# Keltie helps in the garden!



## Cris (Jun 15, 2011)

Thought I'd share a few photos of Keltie 'helping' out replanting one of my pots! 1st puppy training session tonight, can't come a moment too soon methinks..........!!!! And there I was thinking I was going to be bringing along a gorgeous clean cute little girl, not a bearded little devil.


----------



## lady amanda (Nov 26, 2010)

HAHAH ADORABLE! yup that is how my little Lady 'helps' out too


----------



## kendal (Jul 16, 2009)

haha love the mud beard


----------



## curt3007 (May 28, 2011)

I have a digging monster too. Lovely pics


----------



## dogtastic (Jun 12, 2011)

Ha ha, this is exactly what Biscuit does - we used to have a beautiful garden until The Beast arrived  She LOVES digging!

Hope the puppy class is great - we have got our first one on Sunday afternoon. Best wishes, Karen x


----------



## JoJo (Mar 2, 2011)

Oh Keltie .. you have got a muddy face sweetie .... and your beautiful coat is getting all dirty :S

Mummy it may be bath time .. lovely pics xxx


----------



## Carol (Jun 12, 2011)

Lol! Great pictures! I've given up on ever hoping to have a 'clean cute little girl' - my two are mud mosters and just love digging! 

Keltie is very cute clean AND muddy! Enjoy puppy class


----------



## sonatalady7 (Apr 4, 2011)

LOL! Love this! I love the middle picture....'What mom?!'


----------



## wilfiboy (Sep 18, 2010)

Ah she still looks lovely, she's only helping lol x


----------



## mandym (Jun 5, 2011)

Haha oh the joys of owning a mud loving cockapoo lol x


----------



## spindlelegs (Mar 25, 2011)

Cris said:


> Thought I'd share a few photos of Keltie 'helping' out replanting one of my pots! 1st puppy training session tonight, can't come a moment too soon methinks..........!!!! And there I was thinking I was going to be bringing along a gorgeous clean cute little girl, not a bearded little devil.
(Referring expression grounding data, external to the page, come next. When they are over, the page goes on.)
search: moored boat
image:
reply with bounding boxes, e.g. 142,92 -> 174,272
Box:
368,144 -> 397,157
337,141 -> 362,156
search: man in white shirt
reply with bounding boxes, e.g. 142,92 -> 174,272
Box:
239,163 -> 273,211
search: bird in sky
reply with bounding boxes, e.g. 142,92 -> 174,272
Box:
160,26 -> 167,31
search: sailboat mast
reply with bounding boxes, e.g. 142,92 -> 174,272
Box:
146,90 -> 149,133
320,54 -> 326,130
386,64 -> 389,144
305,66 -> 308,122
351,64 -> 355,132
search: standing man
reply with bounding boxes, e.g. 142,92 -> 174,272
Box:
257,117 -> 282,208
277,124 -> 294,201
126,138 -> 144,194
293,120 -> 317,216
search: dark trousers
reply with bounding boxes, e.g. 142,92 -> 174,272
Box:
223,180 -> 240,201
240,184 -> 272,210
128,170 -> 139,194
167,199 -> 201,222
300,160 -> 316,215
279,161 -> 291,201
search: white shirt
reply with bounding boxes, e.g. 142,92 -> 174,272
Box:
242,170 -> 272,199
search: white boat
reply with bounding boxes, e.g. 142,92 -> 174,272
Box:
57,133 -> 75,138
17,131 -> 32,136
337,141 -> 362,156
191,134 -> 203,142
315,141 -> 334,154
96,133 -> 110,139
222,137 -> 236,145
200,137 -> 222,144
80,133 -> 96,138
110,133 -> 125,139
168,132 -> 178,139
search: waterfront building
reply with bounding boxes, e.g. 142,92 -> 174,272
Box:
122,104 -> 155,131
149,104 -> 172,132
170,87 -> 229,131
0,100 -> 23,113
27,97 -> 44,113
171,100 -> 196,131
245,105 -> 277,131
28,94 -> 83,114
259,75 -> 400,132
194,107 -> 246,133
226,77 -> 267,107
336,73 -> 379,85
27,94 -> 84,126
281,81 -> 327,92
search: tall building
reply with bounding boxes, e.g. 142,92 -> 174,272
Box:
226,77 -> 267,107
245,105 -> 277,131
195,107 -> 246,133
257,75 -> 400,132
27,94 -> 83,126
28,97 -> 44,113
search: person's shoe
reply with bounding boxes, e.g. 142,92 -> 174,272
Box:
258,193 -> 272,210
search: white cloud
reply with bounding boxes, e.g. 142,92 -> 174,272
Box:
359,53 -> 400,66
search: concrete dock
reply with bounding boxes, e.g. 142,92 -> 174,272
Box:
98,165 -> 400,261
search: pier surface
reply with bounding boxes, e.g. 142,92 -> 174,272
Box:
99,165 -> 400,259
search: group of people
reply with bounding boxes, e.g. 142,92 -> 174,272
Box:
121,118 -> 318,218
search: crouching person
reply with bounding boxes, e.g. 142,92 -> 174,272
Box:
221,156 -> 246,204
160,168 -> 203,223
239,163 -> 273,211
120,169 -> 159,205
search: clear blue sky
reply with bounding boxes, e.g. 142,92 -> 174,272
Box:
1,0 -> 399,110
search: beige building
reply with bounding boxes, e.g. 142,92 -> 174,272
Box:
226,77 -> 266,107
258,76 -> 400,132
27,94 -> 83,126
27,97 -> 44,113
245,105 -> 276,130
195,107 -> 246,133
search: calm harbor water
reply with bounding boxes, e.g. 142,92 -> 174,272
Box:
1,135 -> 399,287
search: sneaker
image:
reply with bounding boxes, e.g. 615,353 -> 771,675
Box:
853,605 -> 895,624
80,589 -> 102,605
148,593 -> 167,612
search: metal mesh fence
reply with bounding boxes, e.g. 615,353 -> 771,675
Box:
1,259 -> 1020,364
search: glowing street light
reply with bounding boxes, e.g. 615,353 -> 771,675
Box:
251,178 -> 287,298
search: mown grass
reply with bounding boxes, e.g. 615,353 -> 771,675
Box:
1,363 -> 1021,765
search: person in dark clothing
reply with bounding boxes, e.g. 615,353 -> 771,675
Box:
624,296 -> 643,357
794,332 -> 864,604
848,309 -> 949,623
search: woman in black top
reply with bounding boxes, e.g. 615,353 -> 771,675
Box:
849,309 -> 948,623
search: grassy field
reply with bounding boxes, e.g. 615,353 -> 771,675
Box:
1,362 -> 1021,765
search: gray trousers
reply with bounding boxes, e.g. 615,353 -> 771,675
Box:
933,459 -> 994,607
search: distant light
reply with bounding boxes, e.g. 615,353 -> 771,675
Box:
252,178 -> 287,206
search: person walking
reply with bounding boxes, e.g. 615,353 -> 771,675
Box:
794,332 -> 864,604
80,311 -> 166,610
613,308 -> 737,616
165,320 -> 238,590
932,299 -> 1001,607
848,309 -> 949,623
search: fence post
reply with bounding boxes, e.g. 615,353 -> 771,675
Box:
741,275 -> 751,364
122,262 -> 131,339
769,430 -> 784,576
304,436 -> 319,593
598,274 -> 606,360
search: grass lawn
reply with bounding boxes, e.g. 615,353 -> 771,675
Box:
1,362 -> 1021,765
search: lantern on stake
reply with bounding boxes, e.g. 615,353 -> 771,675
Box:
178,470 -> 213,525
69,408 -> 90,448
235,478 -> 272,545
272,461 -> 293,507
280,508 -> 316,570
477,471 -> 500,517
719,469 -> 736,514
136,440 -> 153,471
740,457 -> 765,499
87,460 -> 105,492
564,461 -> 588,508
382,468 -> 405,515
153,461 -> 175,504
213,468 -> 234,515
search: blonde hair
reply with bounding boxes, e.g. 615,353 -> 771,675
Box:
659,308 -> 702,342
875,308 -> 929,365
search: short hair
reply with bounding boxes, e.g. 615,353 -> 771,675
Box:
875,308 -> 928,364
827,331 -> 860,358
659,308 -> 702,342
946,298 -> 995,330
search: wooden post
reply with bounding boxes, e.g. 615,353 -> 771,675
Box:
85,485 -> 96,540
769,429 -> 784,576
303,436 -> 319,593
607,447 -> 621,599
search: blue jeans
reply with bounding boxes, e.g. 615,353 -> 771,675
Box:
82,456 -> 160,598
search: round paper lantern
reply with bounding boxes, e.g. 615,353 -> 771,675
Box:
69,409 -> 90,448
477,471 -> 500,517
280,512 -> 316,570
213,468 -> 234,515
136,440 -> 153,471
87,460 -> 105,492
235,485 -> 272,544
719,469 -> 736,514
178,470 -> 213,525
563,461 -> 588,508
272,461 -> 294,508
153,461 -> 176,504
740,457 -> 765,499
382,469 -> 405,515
Aaaaaaaaaaaaaah, she looks just like Isla!


----------



## MillieDog (Jun 1, 2011)

Yup mines a digger too. Her lovely white beard is always a shade of brown


----------



## colpa110 (Jul 5, 2011)

So cute. Betty digs too. Do they grow out of it? Garden starting to look like the moon crater


----------



## caradunne (Nov 29, 2010)

Such a cute picture. Izzy did grow out of digging but still rummages in the bark chippings and takes every opportunity to steal a flower pot and charge around the garden at top speed with it!


----------



## jools (Nov 11, 2010)

Wot is it with cockapoos and mud???!!!!


----------